# Wanted: "Swing Bike" knowledge



## Rambler (Oct 30, 2020)

I recently purchased a "Swing Bike" and trying to figure out a few things. 

Did they all have a front caliper brake?

On another CABE blog, someone mentioned the they came in green, blue, orange and yellow. Any other colors correct or is that it?

Does anyone know where I can obtain decals for it? Someone on another CABE blog mentioned "Swing Bike" decals were available on ebay but my search turned up nothing on ebay.





While browsing photos on the internet I see two different configurations for the crank. With chain guard or with pants protector metal disk over the sprocket. Are both configurations correct? 

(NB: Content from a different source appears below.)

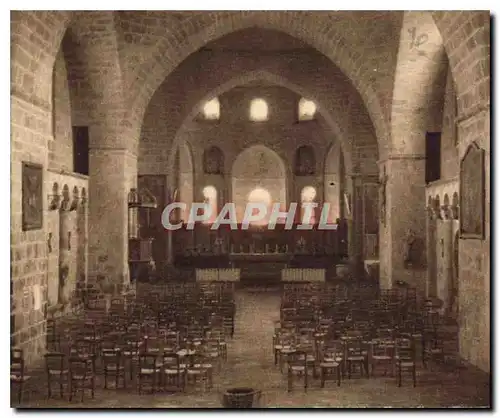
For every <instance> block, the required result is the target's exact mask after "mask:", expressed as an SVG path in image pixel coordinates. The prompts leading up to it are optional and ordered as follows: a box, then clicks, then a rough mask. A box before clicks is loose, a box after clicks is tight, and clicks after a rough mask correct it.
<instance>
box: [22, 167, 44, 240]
mask: <svg viewBox="0 0 500 418" xmlns="http://www.w3.org/2000/svg"><path fill="white" fill-rule="evenodd" d="M21 187H22V218H23V231H30V230H34V229H42V227H43V167H42V166H41V165H40V164H34V163H27V162H23V169H22V184H21Z"/></svg>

I also see 3 possible sprocket patterns here, are all 3 correct and are there others beyond these 3 that are correct?




Thank you to anyone that can help with information.


----------



## rfeagleye (Oct 30, 2020)

I know a little about them...

Here is a picture of an NOS Swing Bike. There are front brakes on the bikes:





There are two styles of the bikes/sprocket. The first ones made had a chainguard, then they switched to a pie plate chainguard later. The first sprocket you listed is from an AMF bike, it is not an original Swing Bike sprocket. I'm not sure if that is the correct chainguard for the bike, but I know the early ones did have a guard.

The problem with some of the internet pictures is that the parts for the bikes are a little hard to find. So people use what they have to make the bikes ridable.

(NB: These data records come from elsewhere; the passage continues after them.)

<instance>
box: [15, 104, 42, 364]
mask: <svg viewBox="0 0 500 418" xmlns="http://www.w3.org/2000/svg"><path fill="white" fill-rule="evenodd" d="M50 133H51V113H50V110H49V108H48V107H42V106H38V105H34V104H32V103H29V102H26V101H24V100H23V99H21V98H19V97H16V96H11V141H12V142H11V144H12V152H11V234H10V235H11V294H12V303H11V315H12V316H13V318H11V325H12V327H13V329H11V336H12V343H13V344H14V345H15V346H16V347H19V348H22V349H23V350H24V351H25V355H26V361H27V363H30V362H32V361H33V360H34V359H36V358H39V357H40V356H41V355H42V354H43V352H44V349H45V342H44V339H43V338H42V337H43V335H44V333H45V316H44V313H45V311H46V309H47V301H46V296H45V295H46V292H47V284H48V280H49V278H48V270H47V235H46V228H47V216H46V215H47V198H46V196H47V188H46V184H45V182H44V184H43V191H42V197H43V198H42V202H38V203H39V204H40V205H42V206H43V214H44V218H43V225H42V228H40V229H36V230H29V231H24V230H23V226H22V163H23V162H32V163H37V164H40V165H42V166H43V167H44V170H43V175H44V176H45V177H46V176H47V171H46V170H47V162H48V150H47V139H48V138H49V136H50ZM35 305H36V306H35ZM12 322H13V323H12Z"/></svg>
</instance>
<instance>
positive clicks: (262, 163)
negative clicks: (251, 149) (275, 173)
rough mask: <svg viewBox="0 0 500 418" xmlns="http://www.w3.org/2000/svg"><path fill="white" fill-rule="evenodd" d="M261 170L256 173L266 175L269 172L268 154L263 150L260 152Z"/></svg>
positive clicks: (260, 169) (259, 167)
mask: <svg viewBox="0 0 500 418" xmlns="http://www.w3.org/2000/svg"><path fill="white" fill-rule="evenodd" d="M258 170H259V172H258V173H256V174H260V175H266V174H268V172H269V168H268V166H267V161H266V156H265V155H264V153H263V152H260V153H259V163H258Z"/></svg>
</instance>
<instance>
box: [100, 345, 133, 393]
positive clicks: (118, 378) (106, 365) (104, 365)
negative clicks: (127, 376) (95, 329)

You just missed a set of decals on eBay, someone was selling a set this week. I see them from time to time listed there for sale, if another set pops up I can try and give you a heads up.

Good luck with your project!


----------



## Rambler (Oct 30, 2020)

@sworley , Very nice "Swing Bike" you have there. Thank you for the information, this helps. 

Yes please do let me know if you see any decal sets come up for sale.


----------



## rfeagleye (Oct 30, 2020)

Oh that one isn't mine, I stole that picture from the internet


----------



## stingrayjoe (Oct 31, 2020)

Here are some 35mm photos of a bike I bought about 25 yrs ago.


----------



## redline1968 (Oct 31, 2020)

This ones all original but the sissy bar ( still have it too).


----------



## Rambler (Oct 31, 2020)

@stingrayjoe and @redline1968 thank you both for posting the photos of your bikes, that is very helpful allowing me to determine what is original and what is not for my bike.


----------



## Goldenrod (Nov 9, 2020)

I saw a beat up Swing bike frame at the Portland IN. meet around 1994.  My friend told me what it was and then tracked one down and let me buy it for $150.  I rode it in a parade showing off.  When I fell, the audience cheered.  The bike and I were not hurt but it was one of my favorite mornings.  Mine was never used.  Note the foot kick stand is adjustable 20, 24, 26 inch. It did not come with the bike.
   Then I bought a homemade one at the Memory Lane swap about three years ago and tricked it out.  Years ago, a fireman in some town, made these for kids who wanted to ride them in a town parade.  It is made from a girls Schwinn and one



doner head tune.   It is more stable to ride because it is 26 inch and the oval bars are more level with equal size wheels.  Note: The old Schwinn tubes were made into an oval and the top of the old headset is plugged with a quarter.  I am 75 years old and this is my favorite parade bike.  It is like riding a snake with two Schwinn badges. There is a Tube video of another 26 inch ridden (very well) by a kid.


----------



## Goldenrod (Nov 9, 2020)

stingrayjoe said:


> Here are some 35mm photos of a bike I bought about 25 yrs ago.
> 
> View attachment 1293932
> 
> ...




Fat little Jimmy Osmand (see picture) rode and sold these on his brother and sister's TV show.  He did tricks. Year?


----------